2. Respiratory Tract Infections
Both upper and lower respiratory tract infections, including chronic bronchitis and faciomaxillary infections, otitis media caused by gram
positive cocci and H. influenzae respond well.
3. Typhoid
Initially cotrimoxazole was an effective alternative to chloramphenicol. However, in many areas resistant S. typhi have appeared, and now it is
seldom used. Sensitive strains of S. typhi respond to one DS tab BD for 2 weeks.

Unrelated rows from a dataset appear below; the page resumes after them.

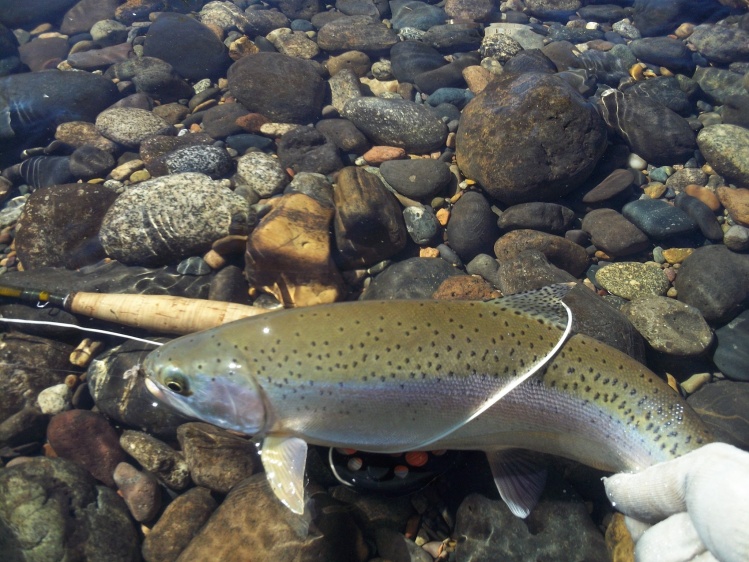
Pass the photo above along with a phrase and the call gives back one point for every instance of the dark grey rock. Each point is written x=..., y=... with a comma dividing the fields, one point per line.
x=163, y=220
x=51, y=509
x=395, y=122
x=212, y=161
x=614, y=234
x=280, y=87
x=713, y=279
x=732, y=352
x=472, y=228
x=658, y=219
x=414, y=278
x=546, y=217
x=419, y=179
x=190, y=47
x=545, y=142
x=723, y=406
x=701, y=214
x=306, y=149
x=651, y=130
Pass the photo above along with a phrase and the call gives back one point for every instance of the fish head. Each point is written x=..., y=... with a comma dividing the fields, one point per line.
x=220, y=392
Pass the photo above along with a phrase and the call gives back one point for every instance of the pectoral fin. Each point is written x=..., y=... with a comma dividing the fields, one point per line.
x=519, y=479
x=284, y=459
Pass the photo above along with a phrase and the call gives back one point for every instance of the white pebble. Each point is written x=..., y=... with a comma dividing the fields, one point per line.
x=55, y=399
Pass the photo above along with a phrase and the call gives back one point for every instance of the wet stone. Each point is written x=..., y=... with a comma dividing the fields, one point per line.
x=559, y=251
x=472, y=229
x=658, y=219
x=546, y=217
x=614, y=234
x=53, y=510
x=732, y=352
x=669, y=326
x=87, y=439
x=412, y=278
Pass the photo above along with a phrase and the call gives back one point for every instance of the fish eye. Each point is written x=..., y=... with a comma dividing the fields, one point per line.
x=177, y=383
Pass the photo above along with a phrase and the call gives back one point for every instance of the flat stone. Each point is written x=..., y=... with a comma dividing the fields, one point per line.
x=631, y=280
x=669, y=326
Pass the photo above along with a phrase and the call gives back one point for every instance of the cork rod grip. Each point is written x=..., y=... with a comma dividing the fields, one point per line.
x=159, y=313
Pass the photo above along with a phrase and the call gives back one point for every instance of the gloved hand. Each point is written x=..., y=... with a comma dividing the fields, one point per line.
x=693, y=508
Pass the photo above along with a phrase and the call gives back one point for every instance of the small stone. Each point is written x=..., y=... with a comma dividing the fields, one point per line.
x=732, y=352
x=630, y=280
x=140, y=490
x=736, y=202
x=669, y=326
x=217, y=459
x=55, y=399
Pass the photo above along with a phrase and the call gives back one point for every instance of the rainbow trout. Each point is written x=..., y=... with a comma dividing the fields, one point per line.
x=395, y=376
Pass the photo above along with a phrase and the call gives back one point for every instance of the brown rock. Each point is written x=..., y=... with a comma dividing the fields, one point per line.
x=288, y=253
x=465, y=287
x=217, y=459
x=368, y=222
x=736, y=202
x=559, y=251
x=705, y=195
x=87, y=439
x=180, y=522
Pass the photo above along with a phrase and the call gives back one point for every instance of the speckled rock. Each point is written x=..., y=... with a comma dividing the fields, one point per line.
x=726, y=148
x=614, y=234
x=400, y=123
x=368, y=223
x=280, y=87
x=669, y=326
x=544, y=143
x=129, y=126
x=561, y=252
x=732, y=352
x=163, y=220
x=51, y=509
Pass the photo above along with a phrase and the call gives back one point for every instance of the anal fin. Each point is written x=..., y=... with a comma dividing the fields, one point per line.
x=519, y=479
x=284, y=459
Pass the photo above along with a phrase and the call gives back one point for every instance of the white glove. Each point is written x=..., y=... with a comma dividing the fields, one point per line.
x=693, y=508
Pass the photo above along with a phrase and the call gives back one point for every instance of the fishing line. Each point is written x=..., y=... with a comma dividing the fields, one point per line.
x=81, y=328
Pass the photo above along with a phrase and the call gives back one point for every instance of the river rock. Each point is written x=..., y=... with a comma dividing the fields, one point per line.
x=669, y=326
x=726, y=148
x=189, y=46
x=87, y=439
x=631, y=280
x=400, y=123
x=413, y=278
x=546, y=140
x=546, y=217
x=163, y=220
x=178, y=524
x=720, y=44
x=732, y=352
x=559, y=251
x=48, y=238
x=472, y=229
x=52, y=509
x=614, y=234
x=419, y=179
x=289, y=253
x=651, y=130
x=356, y=33
x=658, y=219
x=280, y=87
x=368, y=223
x=713, y=279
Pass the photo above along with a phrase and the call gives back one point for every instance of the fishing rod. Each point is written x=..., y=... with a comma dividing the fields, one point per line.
x=159, y=313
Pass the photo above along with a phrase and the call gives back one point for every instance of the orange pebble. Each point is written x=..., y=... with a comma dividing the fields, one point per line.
x=417, y=458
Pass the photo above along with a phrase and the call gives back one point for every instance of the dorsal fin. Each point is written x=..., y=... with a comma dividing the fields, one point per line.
x=544, y=303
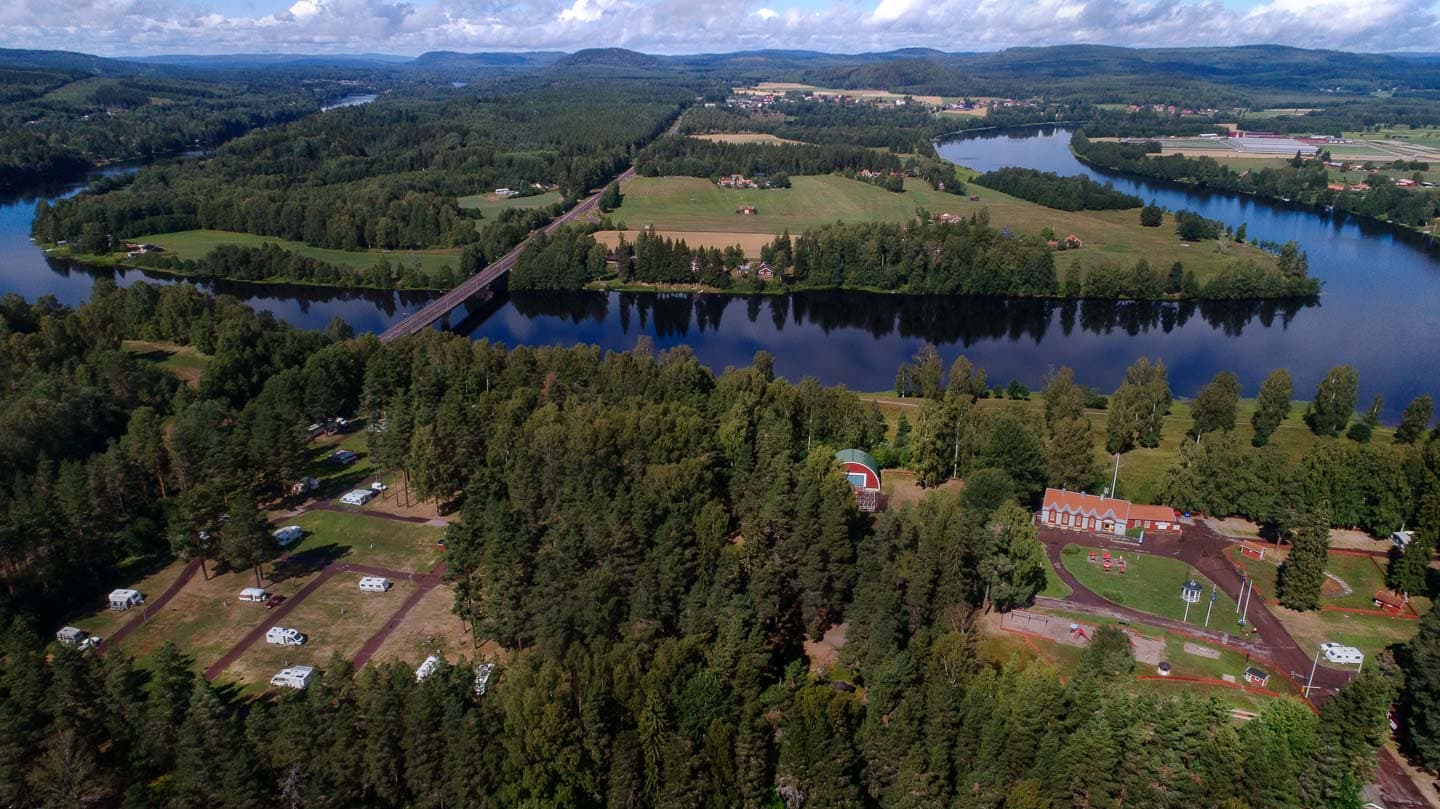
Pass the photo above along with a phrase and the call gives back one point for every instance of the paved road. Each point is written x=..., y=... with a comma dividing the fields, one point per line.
x=447, y=303
x=1204, y=550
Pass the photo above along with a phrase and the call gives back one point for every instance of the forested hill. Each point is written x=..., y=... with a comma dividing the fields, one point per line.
x=653, y=546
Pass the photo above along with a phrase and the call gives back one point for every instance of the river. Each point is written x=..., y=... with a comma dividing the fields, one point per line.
x=1377, y=311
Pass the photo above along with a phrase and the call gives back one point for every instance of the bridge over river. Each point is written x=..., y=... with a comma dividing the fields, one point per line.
x=438, y=308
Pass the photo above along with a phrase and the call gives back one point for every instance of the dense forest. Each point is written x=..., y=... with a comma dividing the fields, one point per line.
x=1305, y=182
x=379, y=176
x=1053, y=190
x=56, y=124
x=653, y=543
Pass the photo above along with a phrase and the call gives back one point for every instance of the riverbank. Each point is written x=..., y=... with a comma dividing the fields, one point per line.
x=1329, y=202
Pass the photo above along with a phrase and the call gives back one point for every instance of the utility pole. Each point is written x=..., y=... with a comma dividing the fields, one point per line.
x=1309, y=683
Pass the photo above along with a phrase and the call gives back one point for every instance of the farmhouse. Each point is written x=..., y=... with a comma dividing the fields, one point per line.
x=863, y=472
x=1103, y=514
x=124, y=599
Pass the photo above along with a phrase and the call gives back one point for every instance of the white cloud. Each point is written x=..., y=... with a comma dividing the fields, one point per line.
x=691, y=26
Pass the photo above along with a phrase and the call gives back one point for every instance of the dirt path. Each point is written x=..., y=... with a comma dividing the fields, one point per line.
x=1204, y=550
x=278, y=613
x=425, y=585
x=153, y=606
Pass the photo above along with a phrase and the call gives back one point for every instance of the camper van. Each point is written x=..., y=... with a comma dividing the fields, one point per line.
x=282, y=636
x=121, y=600
x=293, y=677
x=426, y=668
x=77, y=636
x=375, y=583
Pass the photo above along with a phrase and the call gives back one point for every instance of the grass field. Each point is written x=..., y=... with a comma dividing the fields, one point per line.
x=337, y=619
x=196, y=243
x=490, y=205
x=693, y=205
x=746, y=138
x=180, y=360
x=367, y=540
x=748, y=242
x=1151, y=583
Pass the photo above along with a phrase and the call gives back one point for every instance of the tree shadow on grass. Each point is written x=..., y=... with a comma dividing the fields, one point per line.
x=307, y=563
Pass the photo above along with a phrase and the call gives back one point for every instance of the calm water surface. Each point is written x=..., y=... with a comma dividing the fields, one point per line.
x=1377, y=313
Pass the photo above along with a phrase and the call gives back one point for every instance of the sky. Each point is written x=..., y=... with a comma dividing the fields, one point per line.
x=118, y=28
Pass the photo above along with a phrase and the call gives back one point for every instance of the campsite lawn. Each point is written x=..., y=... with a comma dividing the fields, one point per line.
x=337, y=619
x=1151, y=583
x=694, y=205
x=196, y=243
x=490, y=205
x=367, y=540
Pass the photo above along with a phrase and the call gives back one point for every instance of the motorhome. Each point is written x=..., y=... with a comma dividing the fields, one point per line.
x=375, y=583
x=284, y=636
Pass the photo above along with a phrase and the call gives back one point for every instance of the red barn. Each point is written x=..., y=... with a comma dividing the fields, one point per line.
x=863, y=472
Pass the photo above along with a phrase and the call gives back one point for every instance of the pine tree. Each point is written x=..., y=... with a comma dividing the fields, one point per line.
x=1303, y=572
x=1273, y=405
x=1070, y=461
x=1334, y=400
x=1064, y=399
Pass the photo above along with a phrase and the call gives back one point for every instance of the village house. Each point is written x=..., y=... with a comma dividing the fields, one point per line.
x=1103, y=514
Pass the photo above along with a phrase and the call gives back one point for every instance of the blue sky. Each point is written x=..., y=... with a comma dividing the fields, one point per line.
x=690, y=26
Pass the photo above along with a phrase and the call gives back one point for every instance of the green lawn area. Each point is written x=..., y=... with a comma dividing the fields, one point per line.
x=180, y=360
x=1054, y=588
x=694, y=205
x=1151, y=583
x=491, y=205
x=196, y=243
x=367, y=540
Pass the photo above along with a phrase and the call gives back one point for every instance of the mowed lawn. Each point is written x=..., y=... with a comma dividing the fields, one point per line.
x=337, y=618
x=1151, y=583
x=196, y=243
x=491, y=205
x=694, y=205
x=360, y=539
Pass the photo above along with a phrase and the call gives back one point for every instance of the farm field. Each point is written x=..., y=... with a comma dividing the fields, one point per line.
x=185, y=362
x=745, y=138
x=196, y=243
x=337, y=618
x=748, y=242
x=367, y=540
x=1151, y=583
x=491, y=205
x=694, y=205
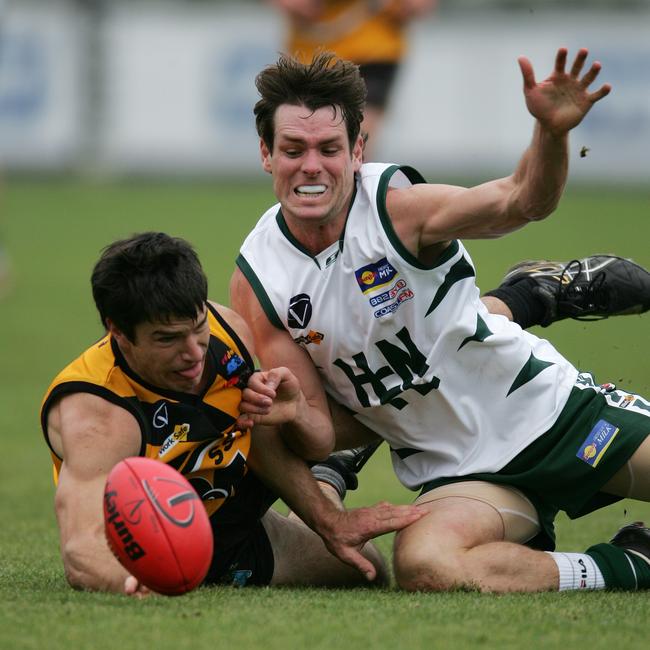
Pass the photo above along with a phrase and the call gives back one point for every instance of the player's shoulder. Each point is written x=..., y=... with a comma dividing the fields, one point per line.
x=266, y=223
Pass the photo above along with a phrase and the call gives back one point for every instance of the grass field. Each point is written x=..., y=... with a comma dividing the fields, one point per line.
x=54, y=232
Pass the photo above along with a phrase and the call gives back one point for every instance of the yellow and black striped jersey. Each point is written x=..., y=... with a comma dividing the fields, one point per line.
x=195, y=434
x=363, y=31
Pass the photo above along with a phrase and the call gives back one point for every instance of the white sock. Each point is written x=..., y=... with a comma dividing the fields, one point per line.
x=578, y=571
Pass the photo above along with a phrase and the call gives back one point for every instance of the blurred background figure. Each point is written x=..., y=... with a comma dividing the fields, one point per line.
x=372, y=33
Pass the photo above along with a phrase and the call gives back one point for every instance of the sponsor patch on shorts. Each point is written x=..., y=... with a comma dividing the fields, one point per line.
x=597, y=442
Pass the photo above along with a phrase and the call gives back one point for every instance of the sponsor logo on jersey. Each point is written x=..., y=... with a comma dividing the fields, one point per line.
x=597, y=442
x=386, y=296
x=375, y=275
x=231, y=361
x=312, y=337
x=160, y=416
x=331, y=259
x=178, y=435
x=402, y=296
x=300, y=310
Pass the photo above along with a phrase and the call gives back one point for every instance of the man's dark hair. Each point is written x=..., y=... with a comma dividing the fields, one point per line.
x=150, y=277
x=325, y=81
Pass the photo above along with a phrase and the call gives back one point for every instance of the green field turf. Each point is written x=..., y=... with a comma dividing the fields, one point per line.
x=54, y=232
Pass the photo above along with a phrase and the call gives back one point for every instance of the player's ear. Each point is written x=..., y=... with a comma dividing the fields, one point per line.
x=266, y=157
x=117, y=334
x=357, y=153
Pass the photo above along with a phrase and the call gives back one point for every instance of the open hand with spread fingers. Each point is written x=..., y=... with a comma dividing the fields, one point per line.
x=561, y=101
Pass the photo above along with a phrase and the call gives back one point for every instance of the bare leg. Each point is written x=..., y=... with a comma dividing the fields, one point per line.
x=633, y=480
x=462, y=544
x=301, y=557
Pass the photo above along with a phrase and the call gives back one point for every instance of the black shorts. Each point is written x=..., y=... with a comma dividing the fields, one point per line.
x=379, y=78
x=242, y=551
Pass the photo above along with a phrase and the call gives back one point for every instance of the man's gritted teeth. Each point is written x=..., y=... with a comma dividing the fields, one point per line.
x=310, y=190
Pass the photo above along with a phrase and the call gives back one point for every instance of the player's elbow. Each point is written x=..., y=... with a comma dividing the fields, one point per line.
x=76, y=572
x=80, y=567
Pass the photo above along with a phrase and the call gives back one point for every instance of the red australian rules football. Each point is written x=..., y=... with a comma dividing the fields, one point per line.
x=157, y=525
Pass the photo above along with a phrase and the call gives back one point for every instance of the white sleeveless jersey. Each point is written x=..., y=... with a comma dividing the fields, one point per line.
x=410, y=349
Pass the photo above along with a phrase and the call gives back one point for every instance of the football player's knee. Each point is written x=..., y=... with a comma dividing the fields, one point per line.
x=424, y=570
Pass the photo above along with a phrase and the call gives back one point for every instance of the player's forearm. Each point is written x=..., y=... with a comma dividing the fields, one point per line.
x=541, y=175
x=89, y=565
x=310, y=434
x=290, y=478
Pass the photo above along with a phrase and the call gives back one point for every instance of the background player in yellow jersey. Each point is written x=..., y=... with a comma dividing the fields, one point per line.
x=371, y=33
x=171, y=359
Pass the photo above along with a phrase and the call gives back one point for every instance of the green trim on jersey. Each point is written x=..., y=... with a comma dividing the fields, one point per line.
x=482, y=332
x=416, y=178
x=551, y=472
x=260, y=292
x=284, y=229
x=459, y=271
x=531, y=369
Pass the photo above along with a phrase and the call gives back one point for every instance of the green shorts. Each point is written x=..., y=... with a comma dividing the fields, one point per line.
x=598, y=430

4. Bacterial Diarrhoeas And Dysentery
Cotrimoxazole may be used for severe and invasive infections by Campylobacter, E. coli, Shigella and Y. enterocolitica (see p. 661). Though
response rate is lower than previously, and fluoroquinolones are more commonly used, it is effective in ampicillin resistant cases.
5. Pneumocystis jiroveci
Pneumocystis jiroveci causes severe pneumonia in neutropenic and AIDS patients. Cotrimoxazole has prophylactic as well as therapeutic value,
but high doses are needed. One DS tablet 4–6 times/day for 2–3 weeks may be curative, but adverse effects necessitate discontinuation in upto
20% cases. One DS tab. daily has been used for prophylaxis and is better tolerated.
6. Chancroid Cotrimoxazole (800 + 160 mg) BD for 7 days is a 3rd choice inexpensive alternative to ceftriaxone, erythromycin or ciprofloxacin.